Contoh kasusnya dapat kita lihat pada kasus pencurian kayu yang dilakukan seorang ibu terhadap anaknya. Jika melihat kasus ini kita harus jeli melihat mana keputusan yang harus kita ambil. Apakah kita harus memproses pidana ibu itu karena telah melakukan pidana, atau kita kita harus melepas ibu itu dengan pertimbangan moral? Jika kita serta merta memproses pidana dan menahan orang tua itu maka kita perilaku kita menunjukkan bahwa kita menegakkan hukum, dan memenjarakan semua pelanggar hukum (termasuk orang tua itu) merupakan salah satu sarana demi tegaknya hukum. Perbuatan itu benar secara kaidah hukum, tapi apakah benar menurut kaidah moral?

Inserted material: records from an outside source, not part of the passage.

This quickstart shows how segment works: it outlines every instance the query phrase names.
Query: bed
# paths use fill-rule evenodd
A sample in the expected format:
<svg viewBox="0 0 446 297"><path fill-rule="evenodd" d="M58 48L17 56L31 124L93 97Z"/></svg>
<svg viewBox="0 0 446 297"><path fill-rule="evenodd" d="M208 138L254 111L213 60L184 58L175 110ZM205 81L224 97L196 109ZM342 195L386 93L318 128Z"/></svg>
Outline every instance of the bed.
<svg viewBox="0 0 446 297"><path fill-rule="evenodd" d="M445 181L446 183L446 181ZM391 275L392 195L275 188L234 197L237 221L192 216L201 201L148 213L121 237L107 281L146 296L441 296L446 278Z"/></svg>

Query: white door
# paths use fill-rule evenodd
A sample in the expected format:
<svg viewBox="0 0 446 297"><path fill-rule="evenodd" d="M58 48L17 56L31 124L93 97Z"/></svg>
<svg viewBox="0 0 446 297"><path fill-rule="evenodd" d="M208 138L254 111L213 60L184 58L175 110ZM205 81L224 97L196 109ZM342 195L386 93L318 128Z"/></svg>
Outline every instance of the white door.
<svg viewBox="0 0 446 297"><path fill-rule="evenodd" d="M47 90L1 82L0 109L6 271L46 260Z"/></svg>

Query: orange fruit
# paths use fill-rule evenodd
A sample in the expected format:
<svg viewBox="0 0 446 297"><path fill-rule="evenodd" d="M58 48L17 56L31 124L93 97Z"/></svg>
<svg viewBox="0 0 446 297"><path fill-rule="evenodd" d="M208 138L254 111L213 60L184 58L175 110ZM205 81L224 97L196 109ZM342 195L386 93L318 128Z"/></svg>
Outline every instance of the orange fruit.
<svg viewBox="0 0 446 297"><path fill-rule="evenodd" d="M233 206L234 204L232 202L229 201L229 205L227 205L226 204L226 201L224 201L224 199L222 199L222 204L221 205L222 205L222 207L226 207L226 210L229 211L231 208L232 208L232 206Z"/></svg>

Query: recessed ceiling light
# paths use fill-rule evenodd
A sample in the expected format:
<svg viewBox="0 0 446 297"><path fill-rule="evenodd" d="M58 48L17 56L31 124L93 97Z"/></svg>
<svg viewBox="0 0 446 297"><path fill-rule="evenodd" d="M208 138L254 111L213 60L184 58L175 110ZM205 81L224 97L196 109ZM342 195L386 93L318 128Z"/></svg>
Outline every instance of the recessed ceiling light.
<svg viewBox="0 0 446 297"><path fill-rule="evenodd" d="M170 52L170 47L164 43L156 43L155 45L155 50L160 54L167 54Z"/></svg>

(3) Otonom. Prinsip ketiga yang membuat sebuah keputusan disebut sebagai keputusan bermoral adalah prinsip otonom yang berprinsip: “Bertindaklah sedemikian rupa dimana kehendak dari dirimu sendirilah yang menentukan tindakan tersebut”. Maksud dari prinsip ini adalah semua tindakan yang kita lakukan harus murni karena kehendak dan keinginan kita sendiri, bukan karena pengaruh dari orang lain. Karena pada dasarnya setiap manusia mempunyai pertimbangan rasional untuk menciptakan kaidah yang universal. Keputusan yang mengikuti kehendak dan pengaruh orang lain tidak menerapkan prinsip otonom ini.

Contohnya sering terjadi pada rekan-rekan yang berdinas di reserse. Sering kali dalam menangani sebuah kasus ada intervensi yang datang dari berbagai pihak (politisi, pengusaha, dan pimpinan Polri). Apabila kita mendasarkan norma politik, maka kita seharusnya mempertimbangkan keputusan yang kita ambil dengan kondisi politik yang ada dan akibat politiknya menurut lingkungan sekitar. Namun apakah menggunakan norma politik dalam mengambil keputusan adalah tindakan yang benar? jawabannya adalah belum tentu. Dalam mengambil keputusan kita harus menggunakan prinsip otonom sehingga keputusan kita memenuhi syarat moral.  Langkah yag kita lakukan harus  independen dalam menentukan langkah penanganan perkara. Kita tidak boleh ikut bahkan terpaksa ikut terhadap pihak lain yang mengintervensi. Tentunya dalam menentukan langkah mana yang baik kita harus melakukan pertimbangan rasional terhadap fakta perkara tersebut.